Title

Influence of groundwater and wastewater irrigation on lead accumulation in soil and vegetables: Implications for health risk assessment and phytoremediation

Document Type

Article

Publication details

Khalid, S, Shahid, M, Dumat, C, Niazi, NK, Bibi, I, Gul Bakhat, JFS, Abbas, G, Murtaza, B & Javeed, HMR in press in press, 'Influence of groundwater and wastewater irrigation on lead accumulation in soil and vegetables: Implications for health risk assessment and phytoremediation', International Journal of Phytoremediation.

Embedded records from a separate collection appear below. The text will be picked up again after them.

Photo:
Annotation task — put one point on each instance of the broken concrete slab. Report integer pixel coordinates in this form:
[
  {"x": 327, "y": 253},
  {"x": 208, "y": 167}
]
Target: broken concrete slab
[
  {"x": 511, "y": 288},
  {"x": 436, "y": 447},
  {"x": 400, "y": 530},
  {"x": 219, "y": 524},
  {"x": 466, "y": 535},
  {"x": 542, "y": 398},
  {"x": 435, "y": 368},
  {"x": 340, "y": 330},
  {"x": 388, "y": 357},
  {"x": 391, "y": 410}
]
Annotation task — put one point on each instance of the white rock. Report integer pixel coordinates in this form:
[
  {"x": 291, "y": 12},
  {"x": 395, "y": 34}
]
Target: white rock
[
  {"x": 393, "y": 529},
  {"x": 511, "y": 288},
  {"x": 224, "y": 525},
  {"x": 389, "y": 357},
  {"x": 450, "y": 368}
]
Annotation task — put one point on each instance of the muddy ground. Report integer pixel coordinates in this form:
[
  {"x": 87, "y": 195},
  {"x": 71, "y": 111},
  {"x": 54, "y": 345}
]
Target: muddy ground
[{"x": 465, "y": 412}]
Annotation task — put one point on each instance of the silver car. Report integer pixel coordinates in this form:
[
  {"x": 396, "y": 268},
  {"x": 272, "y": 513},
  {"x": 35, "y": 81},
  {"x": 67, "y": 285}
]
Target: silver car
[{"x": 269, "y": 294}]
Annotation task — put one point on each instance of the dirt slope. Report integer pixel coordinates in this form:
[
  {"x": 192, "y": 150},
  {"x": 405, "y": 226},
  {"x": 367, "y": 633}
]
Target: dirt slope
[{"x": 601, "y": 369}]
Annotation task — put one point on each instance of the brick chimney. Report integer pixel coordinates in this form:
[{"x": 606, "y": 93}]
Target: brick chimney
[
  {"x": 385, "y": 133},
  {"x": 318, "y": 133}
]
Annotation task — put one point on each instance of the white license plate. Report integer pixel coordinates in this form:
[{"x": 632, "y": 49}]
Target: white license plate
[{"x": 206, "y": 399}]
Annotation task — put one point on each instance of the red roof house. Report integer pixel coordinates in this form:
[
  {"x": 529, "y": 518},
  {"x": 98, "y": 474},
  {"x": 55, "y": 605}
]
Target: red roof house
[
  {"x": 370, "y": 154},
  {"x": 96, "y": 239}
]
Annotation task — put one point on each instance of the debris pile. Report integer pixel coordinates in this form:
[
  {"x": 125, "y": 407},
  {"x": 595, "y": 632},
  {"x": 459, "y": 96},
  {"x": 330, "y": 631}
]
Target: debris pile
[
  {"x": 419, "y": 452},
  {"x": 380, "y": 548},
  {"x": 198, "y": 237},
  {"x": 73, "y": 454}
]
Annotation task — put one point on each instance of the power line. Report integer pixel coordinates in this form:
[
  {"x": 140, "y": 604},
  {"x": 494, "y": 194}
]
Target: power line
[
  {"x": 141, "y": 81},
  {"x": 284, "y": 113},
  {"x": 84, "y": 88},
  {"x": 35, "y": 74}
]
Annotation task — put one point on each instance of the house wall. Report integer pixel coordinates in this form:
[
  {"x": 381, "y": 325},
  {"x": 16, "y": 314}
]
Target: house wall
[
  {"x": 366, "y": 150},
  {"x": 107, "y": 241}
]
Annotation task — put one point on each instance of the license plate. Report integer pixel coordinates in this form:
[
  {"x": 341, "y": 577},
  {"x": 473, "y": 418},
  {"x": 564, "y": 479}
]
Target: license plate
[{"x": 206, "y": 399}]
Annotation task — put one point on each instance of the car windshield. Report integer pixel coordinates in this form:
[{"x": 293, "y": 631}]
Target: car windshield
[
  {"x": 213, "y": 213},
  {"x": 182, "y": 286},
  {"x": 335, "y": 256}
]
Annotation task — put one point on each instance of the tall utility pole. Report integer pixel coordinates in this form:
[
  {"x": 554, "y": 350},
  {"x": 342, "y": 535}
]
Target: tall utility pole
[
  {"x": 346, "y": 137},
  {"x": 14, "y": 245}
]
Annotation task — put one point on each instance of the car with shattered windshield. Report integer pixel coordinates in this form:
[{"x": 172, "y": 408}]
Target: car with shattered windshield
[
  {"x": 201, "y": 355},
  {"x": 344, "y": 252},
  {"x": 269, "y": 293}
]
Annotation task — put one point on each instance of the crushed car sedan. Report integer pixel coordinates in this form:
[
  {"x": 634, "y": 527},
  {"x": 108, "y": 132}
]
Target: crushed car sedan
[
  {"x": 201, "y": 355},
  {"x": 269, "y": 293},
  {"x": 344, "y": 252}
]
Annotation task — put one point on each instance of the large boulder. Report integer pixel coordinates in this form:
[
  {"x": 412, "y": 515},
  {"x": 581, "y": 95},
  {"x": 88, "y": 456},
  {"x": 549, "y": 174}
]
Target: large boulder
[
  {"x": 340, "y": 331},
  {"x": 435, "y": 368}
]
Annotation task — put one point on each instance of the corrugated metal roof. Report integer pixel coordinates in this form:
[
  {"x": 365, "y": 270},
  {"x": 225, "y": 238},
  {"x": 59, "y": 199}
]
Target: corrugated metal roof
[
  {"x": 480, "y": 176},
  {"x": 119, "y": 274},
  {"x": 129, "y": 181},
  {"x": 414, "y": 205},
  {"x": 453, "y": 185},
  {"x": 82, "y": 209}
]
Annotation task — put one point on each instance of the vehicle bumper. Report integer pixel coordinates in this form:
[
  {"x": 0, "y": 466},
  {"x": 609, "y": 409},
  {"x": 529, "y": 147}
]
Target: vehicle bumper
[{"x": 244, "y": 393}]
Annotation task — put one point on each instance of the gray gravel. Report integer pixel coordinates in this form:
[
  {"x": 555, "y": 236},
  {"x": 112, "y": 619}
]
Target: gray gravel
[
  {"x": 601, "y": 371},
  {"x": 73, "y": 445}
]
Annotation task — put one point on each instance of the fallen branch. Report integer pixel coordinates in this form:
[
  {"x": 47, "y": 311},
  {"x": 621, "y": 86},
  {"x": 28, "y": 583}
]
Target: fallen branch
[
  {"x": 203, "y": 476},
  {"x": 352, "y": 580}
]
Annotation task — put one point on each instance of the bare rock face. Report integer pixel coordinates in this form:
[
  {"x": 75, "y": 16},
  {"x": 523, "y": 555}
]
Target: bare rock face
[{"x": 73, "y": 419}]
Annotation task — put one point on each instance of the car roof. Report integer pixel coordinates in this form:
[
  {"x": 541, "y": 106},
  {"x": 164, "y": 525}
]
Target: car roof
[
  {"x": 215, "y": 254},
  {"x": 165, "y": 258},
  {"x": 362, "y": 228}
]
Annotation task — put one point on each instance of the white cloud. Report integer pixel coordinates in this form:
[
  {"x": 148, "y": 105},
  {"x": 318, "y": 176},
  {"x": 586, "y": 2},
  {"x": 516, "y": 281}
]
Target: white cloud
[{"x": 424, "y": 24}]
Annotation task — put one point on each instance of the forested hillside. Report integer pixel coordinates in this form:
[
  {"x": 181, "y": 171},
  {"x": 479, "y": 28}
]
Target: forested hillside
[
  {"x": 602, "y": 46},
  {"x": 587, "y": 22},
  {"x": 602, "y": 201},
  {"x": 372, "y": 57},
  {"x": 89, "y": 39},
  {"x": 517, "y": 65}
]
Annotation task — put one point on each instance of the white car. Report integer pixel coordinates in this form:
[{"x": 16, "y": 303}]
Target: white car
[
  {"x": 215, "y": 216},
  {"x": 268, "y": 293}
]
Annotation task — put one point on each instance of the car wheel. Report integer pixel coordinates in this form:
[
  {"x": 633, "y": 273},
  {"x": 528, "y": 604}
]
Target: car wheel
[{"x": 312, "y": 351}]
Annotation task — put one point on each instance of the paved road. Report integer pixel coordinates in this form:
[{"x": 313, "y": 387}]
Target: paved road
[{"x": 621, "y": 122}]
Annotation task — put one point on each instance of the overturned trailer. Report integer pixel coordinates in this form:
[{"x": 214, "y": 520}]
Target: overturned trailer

Published version available from:

https://dx.doi.org/10.1080/15226514.2017.1319330

Peer Reviewed

Peer-Reviewed

Abstract

The current study evaluated the effect of groundwater and wastewater irrigation on lead (Pb) accumulation in soil and vegetables, and its associated health implications. A pot experiment was conducted in which spinach (Spinacia oleracea), radish (Raphanus sativus) and cauliflower (Brassica oleracea) were irrigated with groundwater and wastewaters containing varying concentrations of Pb. Lead contents were measured in wastewaters, soils and root and shoot of vegetables. We also measured health risk index (HRI) associated with the use of vegetables irrigated by wastewaters. Results revealed that Pb contents in groundwater and wastewater samples (range: 0.18-0.31 mg/L) were below FAO permissible level (0.5 mg/L). Application of Pb-containing groundwater and wastewater increased Pb concentration in soil and vegetables. Lead concentrations in all soils ranged from 10-31 mg/kg and were below the permissible levels of 300 mg/kg of the European Union. Significant Pb enrichment was observed in the soils whereby all type of vegetables were grown and assessed for Pb risk. Our data showed that Pb contents, in all three vegetables (21-28 mg/kg DW), were higher than the permissible Pb limit of FAO (5 mg/kg DW). The HRI values were > 1.0 for radish and cauliflower. It is proposed that Vehari city wastewater/groundwater must be treated prior to its use for irrigation to avoid vegetable contamination by Pb, and as such for reducing Pb-induced human health risk.